For those who do not know, a centrifuge rifle is exactly what it sounds like, at the pull of the first trigger the hollow, donut shaped barrel spins the bullets until they reach terminal velocity and then when the second trigger is pulled, the bullet fires out of the barrel. I see three obvious problems with this theoretical gun;

1. Ammunition, a centrifuge gun would be limited to spherical ammunition, and is likely to jam.
2. Munitions, a centrifuge gun would require a large battery and would need to be charged often.
3. Accuracy, a centrifuge gun would be at best inaccurate and at worst lethal to the wielder.

What can I do to make the centrifuge gun design feasible? would changes need to made?

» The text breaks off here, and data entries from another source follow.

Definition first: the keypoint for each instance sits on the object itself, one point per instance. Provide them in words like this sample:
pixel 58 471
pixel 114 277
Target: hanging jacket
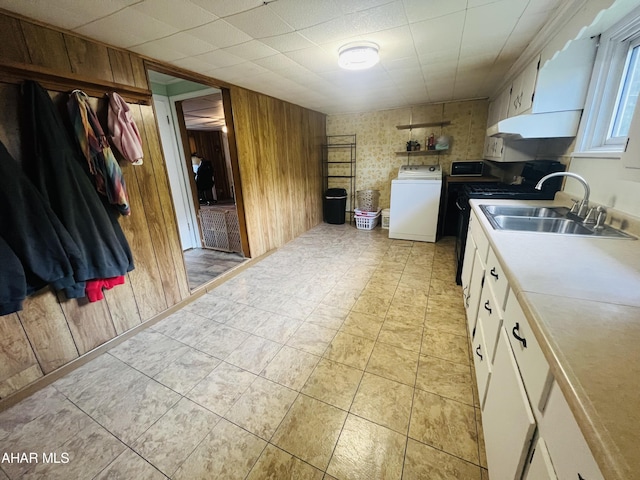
pixel 123 131
pixel 32 235
pixel 58 170
pixel 94 145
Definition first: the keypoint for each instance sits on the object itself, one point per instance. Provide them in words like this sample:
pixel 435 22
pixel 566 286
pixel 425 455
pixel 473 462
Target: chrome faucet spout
pixel 584 204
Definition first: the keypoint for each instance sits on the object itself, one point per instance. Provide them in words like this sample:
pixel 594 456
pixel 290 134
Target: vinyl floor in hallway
pixel 342 355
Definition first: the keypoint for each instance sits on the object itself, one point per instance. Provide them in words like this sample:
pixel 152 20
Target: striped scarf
pixel 94 145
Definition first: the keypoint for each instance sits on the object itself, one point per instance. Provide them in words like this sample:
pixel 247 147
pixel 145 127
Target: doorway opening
pixel 195 141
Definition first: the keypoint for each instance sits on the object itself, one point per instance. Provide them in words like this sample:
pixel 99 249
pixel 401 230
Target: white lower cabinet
pixel 570 454
pixel 540 466
pixel 507 418
pixel 481 362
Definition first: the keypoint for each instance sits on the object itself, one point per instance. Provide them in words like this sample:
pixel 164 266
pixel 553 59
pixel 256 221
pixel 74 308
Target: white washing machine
pixel 415 203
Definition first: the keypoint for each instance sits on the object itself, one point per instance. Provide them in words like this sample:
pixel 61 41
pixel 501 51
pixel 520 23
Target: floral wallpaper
pixel 378 141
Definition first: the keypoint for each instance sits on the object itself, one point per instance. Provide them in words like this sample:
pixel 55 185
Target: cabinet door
pixel 481 363
pixel 534 368
pixel 540 466
pixel 523 89
pixel 570 454
pixel 507 418
pixel 475 289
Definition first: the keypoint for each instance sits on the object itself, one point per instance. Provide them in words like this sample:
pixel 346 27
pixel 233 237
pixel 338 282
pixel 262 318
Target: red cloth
pixel 94 287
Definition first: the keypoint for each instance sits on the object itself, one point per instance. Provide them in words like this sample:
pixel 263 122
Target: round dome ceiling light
pixel 358 55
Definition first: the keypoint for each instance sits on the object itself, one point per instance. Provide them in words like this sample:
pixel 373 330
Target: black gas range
pixel 532 172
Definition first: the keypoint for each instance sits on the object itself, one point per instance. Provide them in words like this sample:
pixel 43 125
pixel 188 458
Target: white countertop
pixel 581 296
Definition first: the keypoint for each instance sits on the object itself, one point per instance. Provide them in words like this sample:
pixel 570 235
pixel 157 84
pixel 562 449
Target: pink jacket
pixel 123 131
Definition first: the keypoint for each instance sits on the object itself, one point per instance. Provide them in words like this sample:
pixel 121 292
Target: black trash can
pixel 334 205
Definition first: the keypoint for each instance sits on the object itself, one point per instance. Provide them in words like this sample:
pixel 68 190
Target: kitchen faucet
pixel 584 204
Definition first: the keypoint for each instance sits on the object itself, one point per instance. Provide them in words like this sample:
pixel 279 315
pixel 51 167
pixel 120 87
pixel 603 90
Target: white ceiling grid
pixel 431 50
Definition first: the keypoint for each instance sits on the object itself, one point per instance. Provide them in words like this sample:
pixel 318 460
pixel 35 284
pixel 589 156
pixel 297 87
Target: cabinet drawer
pixel 491 315
pixel 540 465
pixel 481 362
pixel 534 367
pixel 496 277
pixel 507 419
pixel 479 238
pixel 570 454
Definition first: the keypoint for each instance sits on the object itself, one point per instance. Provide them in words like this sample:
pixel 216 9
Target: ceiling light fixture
pixel 358 55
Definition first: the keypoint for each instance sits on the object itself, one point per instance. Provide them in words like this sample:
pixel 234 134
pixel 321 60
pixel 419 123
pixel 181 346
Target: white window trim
pixel 604 90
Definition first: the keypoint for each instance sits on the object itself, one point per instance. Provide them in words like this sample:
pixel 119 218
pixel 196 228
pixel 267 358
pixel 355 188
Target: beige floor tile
pixel 248 319
pixel 262 407
pixel 128 416
pixel 448 346
pixel 277 328
pixel 384 402
pixel 290 367
pixel 446 313
pixel 171 439
pixel 187 370
pixel 400 335
pixel 149 351
pixel 423 461
pixel 350 350
pixel 219 390
pixel 276 464
pixel 310 431
pixel 406 314
pixel 445 424
pixel 311 338
pixel 411 296
pixel 222 341
pixel 227 453
pixel 333 383
pixel 439 286
pixel 90 451
pixel 367 450
pixel 372 305
pixel 254 354
pixel 362 325
pixel 448 379
pixel 481 448
pixel 394 363
pixel 129 465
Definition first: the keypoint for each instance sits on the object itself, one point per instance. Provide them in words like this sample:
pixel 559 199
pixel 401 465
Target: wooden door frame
pixel 233 150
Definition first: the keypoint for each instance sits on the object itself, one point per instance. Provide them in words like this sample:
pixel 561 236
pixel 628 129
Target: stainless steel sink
pixel 545 220
pixel 525 211
pixel 540 224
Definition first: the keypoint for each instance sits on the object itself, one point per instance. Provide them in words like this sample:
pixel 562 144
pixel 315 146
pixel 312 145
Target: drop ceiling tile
pixel 68 14
pixel 287 42
pixel 220 58
pixel 160 50
pixel 431 35
pixel 220 34
pixel 302 14
pixel 251 50
pixel 126 28
pixel 315 59
pixel 181 14
pixel 259 23
pixel 224 8
pixel 419 10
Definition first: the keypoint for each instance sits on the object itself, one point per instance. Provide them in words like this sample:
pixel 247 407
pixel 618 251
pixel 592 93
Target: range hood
pixel 537 125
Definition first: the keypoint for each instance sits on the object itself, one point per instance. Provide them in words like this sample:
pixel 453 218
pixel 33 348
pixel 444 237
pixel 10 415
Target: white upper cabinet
pixel 522 91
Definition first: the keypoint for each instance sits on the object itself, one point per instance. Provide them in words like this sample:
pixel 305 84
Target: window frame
pixel 605 89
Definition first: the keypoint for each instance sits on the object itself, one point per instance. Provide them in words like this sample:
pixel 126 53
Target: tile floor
pixel 343 355
pixel 204 264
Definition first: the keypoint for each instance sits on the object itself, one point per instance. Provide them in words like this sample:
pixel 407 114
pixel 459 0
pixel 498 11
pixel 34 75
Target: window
pixel 613 92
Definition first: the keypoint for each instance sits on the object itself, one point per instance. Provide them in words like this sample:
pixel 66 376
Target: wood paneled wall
pixel 51 330
pixel 279 151
pixel 279 164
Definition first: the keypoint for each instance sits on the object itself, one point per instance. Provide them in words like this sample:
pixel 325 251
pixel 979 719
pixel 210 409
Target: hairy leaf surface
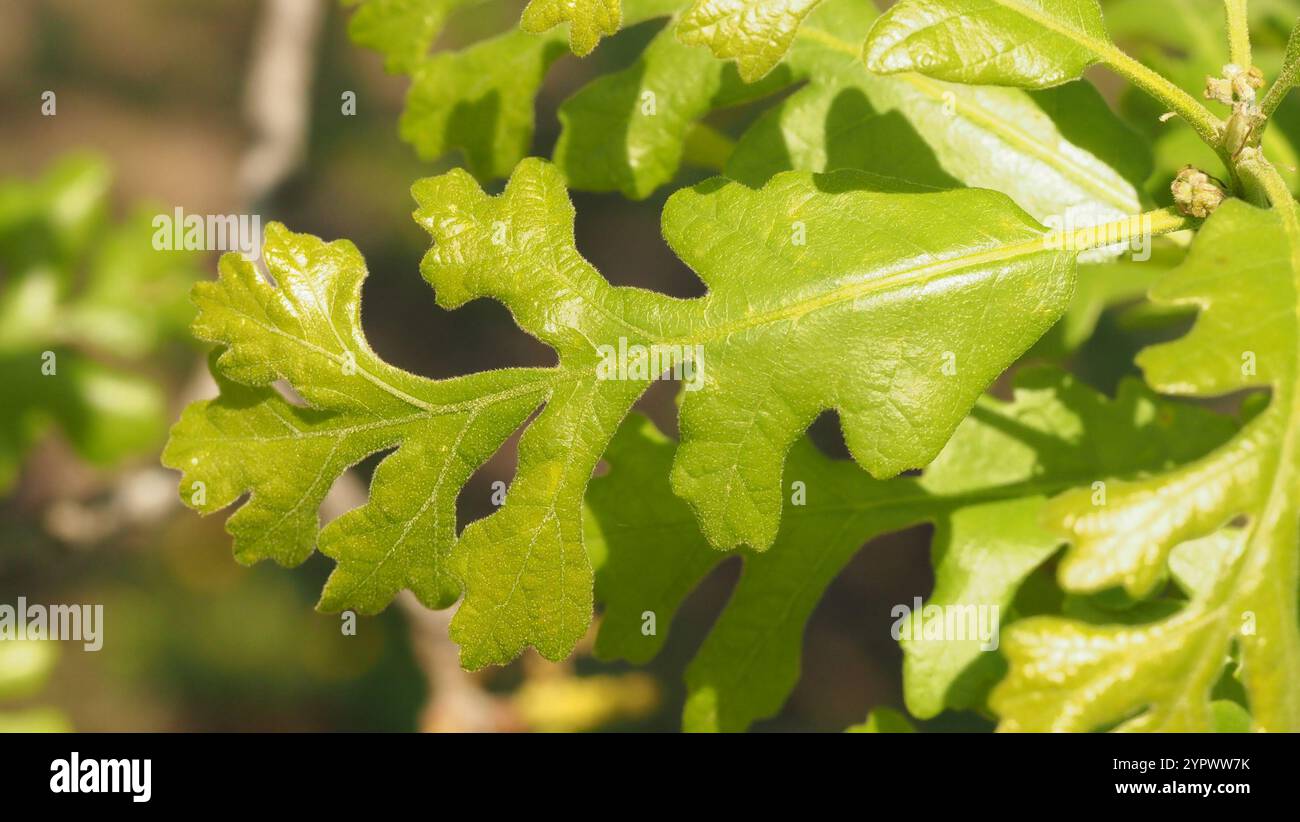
pixel 984 493
pixel 980 289
pixel 1160 675
pixel 1027 43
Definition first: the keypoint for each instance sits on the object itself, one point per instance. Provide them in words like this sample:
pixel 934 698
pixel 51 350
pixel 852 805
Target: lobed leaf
pixel 984 493
pixel 983 288
pixel 1160 675
pixel 1026 43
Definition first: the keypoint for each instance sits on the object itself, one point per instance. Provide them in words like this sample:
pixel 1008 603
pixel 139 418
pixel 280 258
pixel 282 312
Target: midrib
pixel 1078 176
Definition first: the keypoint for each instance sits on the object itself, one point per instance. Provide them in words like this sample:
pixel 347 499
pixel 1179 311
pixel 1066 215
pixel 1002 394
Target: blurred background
pixel 233 107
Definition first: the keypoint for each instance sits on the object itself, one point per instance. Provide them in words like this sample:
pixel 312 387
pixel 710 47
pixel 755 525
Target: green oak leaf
pixel 1026 43
pixel 1057 154
pixel 754 33
pixel 984 493
pixel 402 30
pixel 983 288
pixel 1066 675
pixel 83 306
pixel 480 100
pixel 883 721
pixel 588 20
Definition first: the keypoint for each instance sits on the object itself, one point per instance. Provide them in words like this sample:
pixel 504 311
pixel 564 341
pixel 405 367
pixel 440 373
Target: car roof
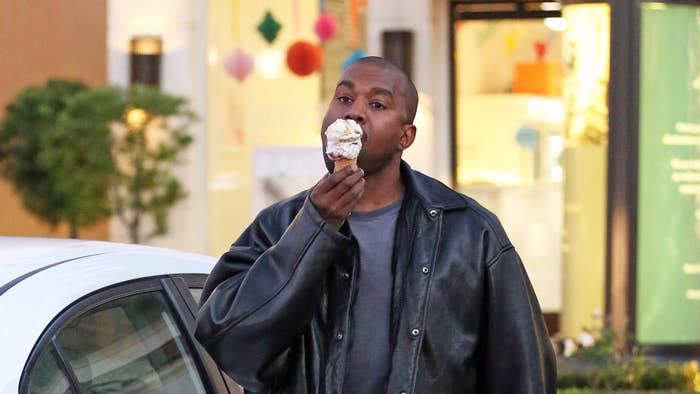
pixel 23 255
pixel 41 277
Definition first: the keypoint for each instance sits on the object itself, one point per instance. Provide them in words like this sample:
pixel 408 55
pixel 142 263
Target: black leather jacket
pixel 275 312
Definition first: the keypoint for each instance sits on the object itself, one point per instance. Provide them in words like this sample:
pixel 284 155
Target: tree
pixel 54 148
pixel 153 134
pixel 78 155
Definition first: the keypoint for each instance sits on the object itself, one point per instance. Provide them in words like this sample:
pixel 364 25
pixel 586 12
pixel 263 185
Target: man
pixel 417 291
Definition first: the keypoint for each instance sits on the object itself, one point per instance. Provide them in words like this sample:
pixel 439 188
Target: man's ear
pixel 408 135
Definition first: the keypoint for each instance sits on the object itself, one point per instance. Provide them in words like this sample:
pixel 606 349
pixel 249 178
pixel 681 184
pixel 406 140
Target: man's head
pixel 377 95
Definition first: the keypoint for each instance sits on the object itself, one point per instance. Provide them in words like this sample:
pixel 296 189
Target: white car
pixel 100 317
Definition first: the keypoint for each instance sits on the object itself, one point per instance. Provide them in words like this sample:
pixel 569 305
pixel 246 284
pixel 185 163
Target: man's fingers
pixel 330 181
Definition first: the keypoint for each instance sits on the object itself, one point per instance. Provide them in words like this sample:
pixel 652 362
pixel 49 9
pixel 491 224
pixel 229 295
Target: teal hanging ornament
pixel 269 27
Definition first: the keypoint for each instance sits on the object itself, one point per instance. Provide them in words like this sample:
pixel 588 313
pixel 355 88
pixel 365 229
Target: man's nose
pixel 356 112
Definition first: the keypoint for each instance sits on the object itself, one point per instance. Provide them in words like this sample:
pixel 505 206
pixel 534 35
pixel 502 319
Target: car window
pixel 47 377
pixel 130 345
pixel 196 293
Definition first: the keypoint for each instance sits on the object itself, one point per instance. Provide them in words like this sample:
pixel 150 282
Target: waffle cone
pixel 342 163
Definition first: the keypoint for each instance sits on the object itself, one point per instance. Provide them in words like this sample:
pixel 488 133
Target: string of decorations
pixel 303 57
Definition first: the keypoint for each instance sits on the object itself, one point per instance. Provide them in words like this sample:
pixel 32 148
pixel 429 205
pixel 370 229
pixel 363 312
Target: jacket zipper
pixel 346 345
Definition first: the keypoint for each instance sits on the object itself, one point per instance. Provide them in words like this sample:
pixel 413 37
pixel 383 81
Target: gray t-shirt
pixel 369 357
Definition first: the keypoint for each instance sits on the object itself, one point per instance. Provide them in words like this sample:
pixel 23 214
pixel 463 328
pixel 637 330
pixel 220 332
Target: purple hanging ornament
pixel 239 64
pixel 326 26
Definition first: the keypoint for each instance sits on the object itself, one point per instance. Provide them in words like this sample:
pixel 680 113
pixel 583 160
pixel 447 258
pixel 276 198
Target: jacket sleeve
pixel 517 352
pixel 263 292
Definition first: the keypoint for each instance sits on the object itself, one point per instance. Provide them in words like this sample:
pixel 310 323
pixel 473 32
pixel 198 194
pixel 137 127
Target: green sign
pixel 668 251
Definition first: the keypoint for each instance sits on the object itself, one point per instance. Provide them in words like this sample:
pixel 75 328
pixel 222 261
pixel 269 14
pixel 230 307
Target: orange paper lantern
pixel 303 58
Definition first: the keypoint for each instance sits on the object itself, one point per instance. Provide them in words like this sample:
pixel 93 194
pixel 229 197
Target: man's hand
pixel 336 195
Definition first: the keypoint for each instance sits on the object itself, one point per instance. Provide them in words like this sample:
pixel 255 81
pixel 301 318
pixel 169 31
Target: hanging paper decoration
pixel 269 27
pixel 326 26
pixel 239 64
pixel 303 58
pixel 355 55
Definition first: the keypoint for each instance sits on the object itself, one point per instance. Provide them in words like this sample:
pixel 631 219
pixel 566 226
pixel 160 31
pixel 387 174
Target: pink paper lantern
pixel 239 64
pixel 326 26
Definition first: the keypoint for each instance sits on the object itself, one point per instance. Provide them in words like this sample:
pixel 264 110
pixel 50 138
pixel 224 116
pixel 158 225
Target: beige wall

• This is basically an electric sling. Start thinking from there, not from a rifle. A rifle refers to weapons with rifled barrels that spin stabilize the projectiles, anyway. – Ville Niemi Sep 15 '16 at 5:08
• According to wikipedia this has been attempted. It seems the main issue is accuracy. There even exists a modern patent for such a gun. – Mike Nichols Sep 15 '16 at 5:43
• Mythbusters Proof of Concept : youtube.com/watch?v=YKhLgPyymfU – JonSG Sep 15 '16 at 19:49
• Your barrel will wear far too fast for it to be useful – nzaman Sep 16 '16 at 6:33
• @MikeNichols I did not see it before, but that patent is owned by the person /company that made the video I refer to in my answer below. So that patent is about as useful as a papier-maché aircraft carrier. – MichaelK Aug 31 '17 at 12:21

# No, it is not feasible

A few years ago, this hoax/scam video was making the rounds. I did the math on the claims.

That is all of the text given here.